The shift in focus away from “entertainment journalism and fashion editorial content” to the brand’s guidebook-related digital business and a lack of support staff led Rogers to resign, said one insider. When reached for comment, Rogers confirmed his resignation to WWD. His last issue is September, with Claire Danes on the cover, shot by Sante D’Orazio. — Amy Wicks
THE NAME HAS BEEN CHANGED…: The New York Post’s Page Six column on Sunday called out author Charla Krupp for the title of her forthcoming book, “How Not to Look Fat Ever Again,” noting its similarity to Post reporter Danica Lo’s 2006 book, “How Not to Look Fat.” In the item, Lo told Page Six, “For a best-sellling author to try and steamroll a first-time author and steal my title is truly shameful.”
Now Lo may be happy to hear Krupp has responded by changing her title to “How to Never Look Fat Again.” “Even though I was not legally required to change the title of my forthcoming book, I do not want the title to cloud the release of the book with any negativity,” said Krupp, who is also a contributor to People StyleWatch. “In any case, thank you to Danica — I now have an even better title.” The book will be published in March by Springboard Press, an imprint of Grand Central Publishing.

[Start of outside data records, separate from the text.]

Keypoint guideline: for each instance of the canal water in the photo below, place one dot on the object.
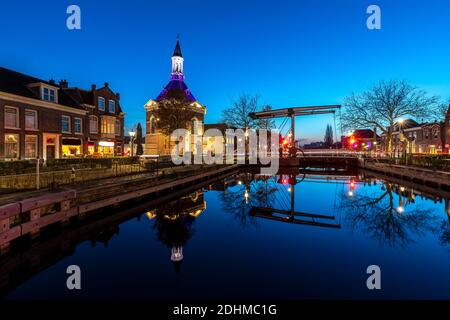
(251, 237)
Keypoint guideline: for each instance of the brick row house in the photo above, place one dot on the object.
(46, 119)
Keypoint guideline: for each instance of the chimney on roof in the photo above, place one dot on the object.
(63, 84)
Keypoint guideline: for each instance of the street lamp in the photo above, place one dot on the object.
(132, 135)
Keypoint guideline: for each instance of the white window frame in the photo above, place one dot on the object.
(17, 126)
(74, 125)
(36, 144)
(109, 106)
(91, 119)
(70, 125)
(104, 103)
(36, 119)
(18, 145)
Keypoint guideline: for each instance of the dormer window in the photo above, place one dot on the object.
(112, 106)
(101, 103)
(49, 94)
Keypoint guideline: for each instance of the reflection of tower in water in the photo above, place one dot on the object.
(173, 223)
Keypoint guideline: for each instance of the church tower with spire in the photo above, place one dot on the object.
(157, 143)
(177, 63)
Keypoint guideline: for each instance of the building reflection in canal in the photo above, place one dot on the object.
(174, 223)
(392, 214)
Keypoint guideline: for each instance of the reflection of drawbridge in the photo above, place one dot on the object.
(288, 213)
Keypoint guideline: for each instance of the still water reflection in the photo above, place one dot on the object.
(286, 237)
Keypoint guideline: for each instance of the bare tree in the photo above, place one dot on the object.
(376, 215)
(385, 103)
(441, 111)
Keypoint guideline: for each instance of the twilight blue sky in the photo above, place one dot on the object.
(292, 53)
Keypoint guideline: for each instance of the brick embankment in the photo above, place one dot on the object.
(26, 213)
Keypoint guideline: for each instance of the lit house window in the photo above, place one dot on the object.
(194, 126)
(153, 125)
(65, 124)
(49, 95)
(77, 125)
(107, 124)
(31, 151)
(117, 127)
(93, 124)
(11, 146)
(31, 120)
(101, 103)
(11, 117)
(112, 106)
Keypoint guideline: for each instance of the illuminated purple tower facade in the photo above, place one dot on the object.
(176, 88)
(158, 143)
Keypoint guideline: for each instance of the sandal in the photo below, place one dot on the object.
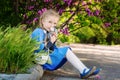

SIMS SERVICE: The funeral has been set for model Naomi Sims, who passed away last Saturday. The service will be held Thursday at 11 a.m. at Church of St. Ignatius Loyola, located at 980 Park Avenue at 84th Street in Manhattan. It will be followed by a private burial. The legendary Sims, who died from cancer in Newark, broke racial barriers and became the first African-American model to appear on the cover of Ladies’ Home Journal and Life magazine. — Marc Karimzadeh
PLAYBOY’S LOSS: In the first earnings period to be reported under new chief executive Scott Flanders, Playboy Enterprises recorded a net loss of $8.7 million, which included a restructuring charge related primarily to closing its New York office. During the same quarter last year, Playboy recorded a loss of $3.2 million. In the print/digital division, revenues were down $3.9 million during the second quarter, to $28.3 million. Advertising revenue dropped 38 percent to $3.5 million and the company expects a 47 percent decline in ad pages during the third quarter, when one fewer issue will be published than during the prior-year period. — A.W.